『エール』 VS 本当の話ー2 野村俊夫と伊藤久男
朝ドラ「エール」の放送に因んで、「『エール』 VS本当の話」と題して私九代目が、フィクションであるドラマと実際の違いなど、皆様が気になるような点を書いてゆきたいと思います。
第2回目は、取り敢えず本日(5月13日)放送の第33回から、古関裕而の交友関係についてです。(文中、敬称略)
(写真は野村俊夫と伊藤久男)
野村俊夫 伊藤久男
今日の放送で裕一と幼馴染の佐藤久志が再会しました。あと詩人を目指していた魚屋の息子の村野鉄男と合わせて同級生三人は、後に福島三羽カラスと呼ばれようになる、とのことですが、本当のところは・・・。
村野鉄男のモデルは詩人の野村俊夫。実際に古関裕而とは幼馴染ですが、同級生ではありません。喜多三の斜め前の魚屋さんの息子で、裕而より5歳年上の明治37年生まれ。本名を鈴木喜八といい、近所のガキ大将で、裕而はいつも喜八少年のあとにくっついて遊んでいたそうです。
詩人となった野村俊夫は、古関裕而とのコンビでは、戦中に「暁に祈る」という大ヒットを飛ばしています。
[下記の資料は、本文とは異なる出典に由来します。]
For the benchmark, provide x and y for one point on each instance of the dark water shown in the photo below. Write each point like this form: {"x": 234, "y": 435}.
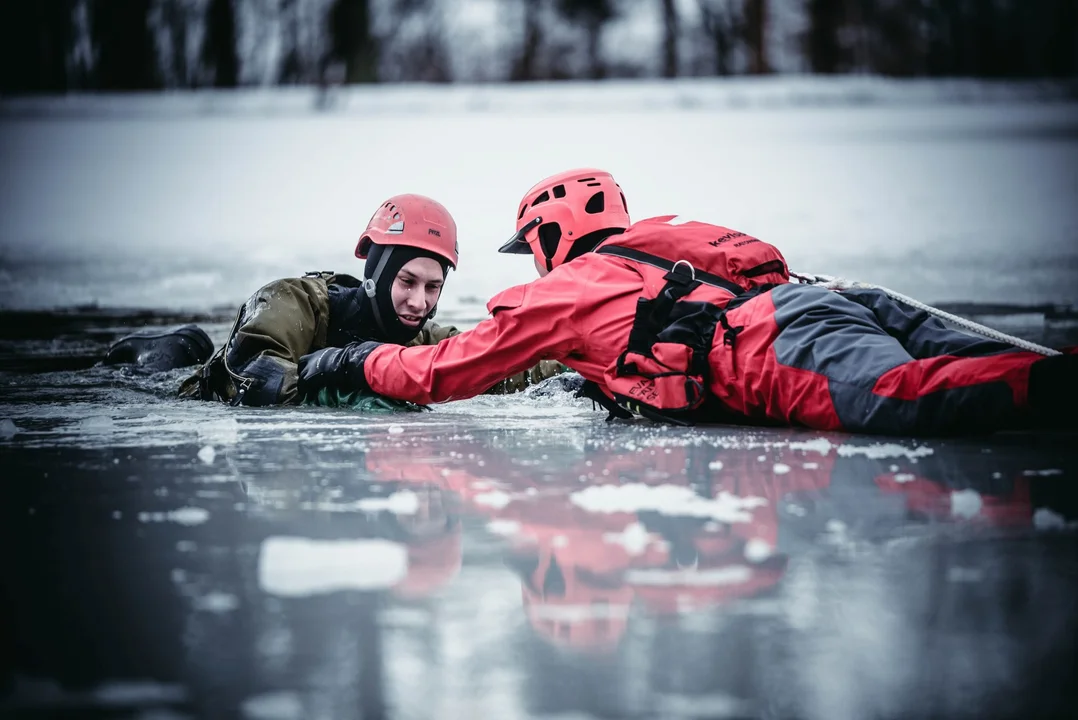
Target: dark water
{"x": 510, "y": 557}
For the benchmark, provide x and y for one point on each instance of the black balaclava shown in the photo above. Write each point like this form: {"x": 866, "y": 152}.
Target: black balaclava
{"x": 371, "y": 313}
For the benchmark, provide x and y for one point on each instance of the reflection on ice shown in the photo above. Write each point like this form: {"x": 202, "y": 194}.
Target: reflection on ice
{"x": 666, "y": 500}
{"x": 296, "y": 567}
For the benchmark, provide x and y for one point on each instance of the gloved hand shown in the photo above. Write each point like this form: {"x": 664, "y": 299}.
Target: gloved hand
{"x": 362, "y": 401}
{"x": 569, "y": 382}
{"x": 339, "y": 369}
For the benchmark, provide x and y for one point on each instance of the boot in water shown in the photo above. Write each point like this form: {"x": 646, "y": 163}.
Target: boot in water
{"x": 159, "y": 350}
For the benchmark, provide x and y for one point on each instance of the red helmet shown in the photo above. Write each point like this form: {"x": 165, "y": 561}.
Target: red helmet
{"x": 555, "y": 213}
{"x": 413, "y": 220}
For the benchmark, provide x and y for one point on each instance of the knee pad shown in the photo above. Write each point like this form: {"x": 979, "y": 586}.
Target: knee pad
{"x": 1053, "y": 390}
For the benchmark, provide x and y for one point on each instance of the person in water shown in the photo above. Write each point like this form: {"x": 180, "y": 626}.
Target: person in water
{"x": 409, "y": 247}
{"x": 685, "y": 321}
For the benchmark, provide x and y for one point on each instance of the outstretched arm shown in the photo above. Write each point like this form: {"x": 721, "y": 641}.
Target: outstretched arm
{"x": 529, "y": 323}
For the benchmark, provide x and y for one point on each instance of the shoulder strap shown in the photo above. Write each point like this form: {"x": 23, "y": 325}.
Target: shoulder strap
{"x": 662, "y": 263}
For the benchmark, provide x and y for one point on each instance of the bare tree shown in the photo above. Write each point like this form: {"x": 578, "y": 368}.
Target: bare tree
{"x": 594, "y": 15}
{"x": 756, "y": 35}
{"x": 525, "y": 64}
{"x": 35, "y": 41}
{"x": 721, "y": 25}
{"x": 416, "y": 51}
{"x": 821, "y": 43}
{"x": 353, "y": 42}
{"x": 669, "y": 38}
{"x": 174, "y": 16}
{"x": 126, "y": 52}
{"x": 219, "y": 43}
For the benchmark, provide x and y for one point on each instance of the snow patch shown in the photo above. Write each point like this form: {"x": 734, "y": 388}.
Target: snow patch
{"x": 820, "y": 445}
{"x": 965, "y": 575}
{"x": 503, "y": 527}
{"x": 666, "y": 500}
{"x": 495, "y": 499}
{"x": 282, "y": 705}
{"x": 966, "y": 503}
{"x": 1048, "y": 520}
{"x": 402, "y": 502}
{"x": 222, "y": 431}
{"x": 734, "y": 575}
{"x": 757, "y": 550}
{"x": 217, "y": 601}
{"x": 635, "y": 538}
{"x": 183, "y": 516}
{"x": 96, "y": 424}
{"x": 300, "y": 567}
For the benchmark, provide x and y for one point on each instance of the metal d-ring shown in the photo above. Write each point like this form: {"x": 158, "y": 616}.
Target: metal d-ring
{"x": 692, "y": 271}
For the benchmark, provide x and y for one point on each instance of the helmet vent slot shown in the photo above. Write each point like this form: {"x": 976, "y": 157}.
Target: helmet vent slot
{"x": 595, "y": 204}
{"x": 550, "y": 235}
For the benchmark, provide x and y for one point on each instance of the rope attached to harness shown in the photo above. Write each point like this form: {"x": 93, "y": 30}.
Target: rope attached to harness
{"x": 839, "y": 284}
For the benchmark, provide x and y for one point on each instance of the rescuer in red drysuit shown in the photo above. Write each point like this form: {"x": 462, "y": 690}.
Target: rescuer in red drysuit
{"x": 691, "y": 322}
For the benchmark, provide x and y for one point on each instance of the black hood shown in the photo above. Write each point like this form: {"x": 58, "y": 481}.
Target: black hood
{"x": 367, "y": 312}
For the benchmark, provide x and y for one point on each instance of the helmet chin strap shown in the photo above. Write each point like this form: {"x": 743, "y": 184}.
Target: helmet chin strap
{"x": 371, "y": 286}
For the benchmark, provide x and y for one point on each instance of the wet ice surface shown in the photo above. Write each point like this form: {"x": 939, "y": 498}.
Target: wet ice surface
{"x": 517, "y": 556}
{"x": 520, "y": 557}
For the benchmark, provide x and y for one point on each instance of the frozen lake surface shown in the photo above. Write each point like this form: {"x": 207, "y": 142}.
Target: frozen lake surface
{"x": 516, "y": 556}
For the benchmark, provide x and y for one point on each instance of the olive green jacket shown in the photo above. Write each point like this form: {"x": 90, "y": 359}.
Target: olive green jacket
{"x": 278, "y": 324}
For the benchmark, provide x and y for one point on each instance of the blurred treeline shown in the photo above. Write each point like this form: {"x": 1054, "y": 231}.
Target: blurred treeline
{"x": 65, "y": 45}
この歌を歌ったのが佐藤久志のモデル、伊藤久男で、「暁に祈る」は福島三羽カラスの初の大ヒットとなりました。
伊藤久男は明治43年、福島県本宮町(現本宮市)の旧家に生まれ、裕而より1歳年下。歌手を志望しますが家族からは反対され、カモフラージュに東京農大を受験し入学。しかし上京すると帝国音楽学校に入学し、金子と知り合い、同じ福島出身で家も近かいということで、裕而ともすぐに仲良くなり、親しい交際がはじまります。
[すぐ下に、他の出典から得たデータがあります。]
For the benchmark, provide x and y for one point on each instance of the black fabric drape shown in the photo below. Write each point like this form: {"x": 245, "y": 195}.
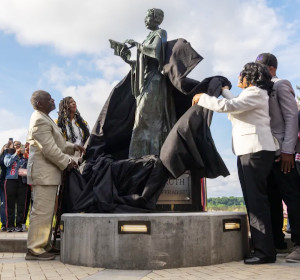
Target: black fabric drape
{"x": 190, "y": 145}
{"x": 112, "y": 183}
{"x": 116, "y": 186}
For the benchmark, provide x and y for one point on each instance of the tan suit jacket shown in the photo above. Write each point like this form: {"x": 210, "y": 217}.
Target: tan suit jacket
{"x": 48, "y": 151}
{"x": 249, "y": 114}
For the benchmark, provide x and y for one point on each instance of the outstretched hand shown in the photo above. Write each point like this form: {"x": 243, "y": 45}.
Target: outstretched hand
{"x": 72, "y": 164}
{"x": 131, "y": 42}
{"x": 79, "y": 149}
{"x": 196, "y": 98}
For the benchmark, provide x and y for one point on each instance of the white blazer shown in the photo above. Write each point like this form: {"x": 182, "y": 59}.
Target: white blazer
{"x": 249, "y": 114}
{"x": 48, "y": 151}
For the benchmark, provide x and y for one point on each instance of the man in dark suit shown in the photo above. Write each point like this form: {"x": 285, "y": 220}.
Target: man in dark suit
{"x": 284, "y": 181}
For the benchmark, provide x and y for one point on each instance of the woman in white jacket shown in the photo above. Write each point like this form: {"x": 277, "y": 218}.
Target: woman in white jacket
{"x": 255, "y": 147}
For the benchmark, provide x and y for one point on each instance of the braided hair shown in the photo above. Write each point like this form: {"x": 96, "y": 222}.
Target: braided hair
{"x": 258, "y": 75}
{"x": 64, "y": 120}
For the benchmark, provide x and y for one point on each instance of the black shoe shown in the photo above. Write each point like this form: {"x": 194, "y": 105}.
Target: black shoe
{"x": 19, "y": 229}
{"x": 54, "y": 251}
{"x": 258, "y": 260}
{"x": 42, "y": 257}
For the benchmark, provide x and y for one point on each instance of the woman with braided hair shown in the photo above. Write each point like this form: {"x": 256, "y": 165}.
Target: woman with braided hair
{"x": 73, "y": 126}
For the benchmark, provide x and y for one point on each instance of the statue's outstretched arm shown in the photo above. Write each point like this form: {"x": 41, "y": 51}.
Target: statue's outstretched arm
{"x": 122, "y": 50}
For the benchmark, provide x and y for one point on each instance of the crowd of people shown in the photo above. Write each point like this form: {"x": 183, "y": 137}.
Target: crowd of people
{"x": 266, "y": 141}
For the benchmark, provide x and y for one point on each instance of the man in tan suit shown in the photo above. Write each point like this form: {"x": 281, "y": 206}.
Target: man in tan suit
{"x": 48, "y": 157}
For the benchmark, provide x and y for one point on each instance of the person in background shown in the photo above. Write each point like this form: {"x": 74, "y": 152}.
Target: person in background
{"x": 255, "y": 147}
{"x": 23, "y": 174}
{"x": 15, "y": 189}
{"x": 73, "y": 126}
{"x": 283, "y": 180}
{"x": 297, "y": 157}
{"x": 2, "y": 180}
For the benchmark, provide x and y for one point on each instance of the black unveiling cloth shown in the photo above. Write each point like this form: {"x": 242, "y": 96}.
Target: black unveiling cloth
{"x": 111, "y": 182}
{"x": 115, "y": 186}
{"x": 190, "y": 146}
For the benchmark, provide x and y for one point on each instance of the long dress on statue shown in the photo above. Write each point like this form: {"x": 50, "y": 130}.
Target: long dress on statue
{"x": 155, "y": 111}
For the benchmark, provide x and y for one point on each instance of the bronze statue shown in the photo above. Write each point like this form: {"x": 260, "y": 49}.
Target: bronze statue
{"x": 155, "y": 113}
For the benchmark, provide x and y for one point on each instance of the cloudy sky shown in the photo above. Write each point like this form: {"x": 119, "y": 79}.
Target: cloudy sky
{"x": 62, "y": 46}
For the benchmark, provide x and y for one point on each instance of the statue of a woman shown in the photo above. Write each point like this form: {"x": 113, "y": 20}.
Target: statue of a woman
{"x": 155, "y": 112}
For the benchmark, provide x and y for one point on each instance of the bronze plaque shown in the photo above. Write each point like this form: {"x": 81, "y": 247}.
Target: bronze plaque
{"x": 177, "y": 191}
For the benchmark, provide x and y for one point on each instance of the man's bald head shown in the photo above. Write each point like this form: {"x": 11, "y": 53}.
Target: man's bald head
{"x": 41, "y": 100}
{"x": 36, "y": 98}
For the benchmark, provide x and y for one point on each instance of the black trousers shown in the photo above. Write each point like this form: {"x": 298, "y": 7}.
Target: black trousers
{"x": 253, "y": 171}
{"x": 15, "y": 194}
{"x": 284, "y": 187}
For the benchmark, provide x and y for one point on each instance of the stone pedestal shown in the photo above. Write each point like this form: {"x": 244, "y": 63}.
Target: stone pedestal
{"x": 173, "y": 240}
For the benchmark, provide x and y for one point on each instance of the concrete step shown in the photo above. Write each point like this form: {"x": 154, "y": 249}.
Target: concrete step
{"x": 16, "y": 242}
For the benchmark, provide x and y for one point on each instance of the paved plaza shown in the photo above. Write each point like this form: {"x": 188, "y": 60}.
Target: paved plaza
{"x": 13, "y": 266}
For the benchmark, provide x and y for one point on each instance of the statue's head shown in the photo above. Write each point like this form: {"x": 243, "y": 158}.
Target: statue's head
{"x": 154, "y": 18}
帝国音楽学校については、また改めて書きますが、金子は上野の東京音楽学校(現在の東京藝術大学)に行きたかったらしいですが、当時芸大は既婚者は入学できなかったそうで、出来たばかりの帝国音楽学校に入学しました。
野村俊夫は他には「湯の町エレジー」「東京だよおっ母さん」などのヒット作があります。
その生涯については、「古関裕而物語」(歴史春秋社刊)の著者の齋藤秀隆先生が「東京だよおっ母さん」というタイトルで、やはり歴史春秋社より出版されています。
伊藤久男は昭和8年にコロムビアの専属歌手となり、裕而とのコンビでは前述の「暁に祈る」、「イヨマンテの夜」など、他には「あざみの歌」「山のけむり」などのヒット曲があります。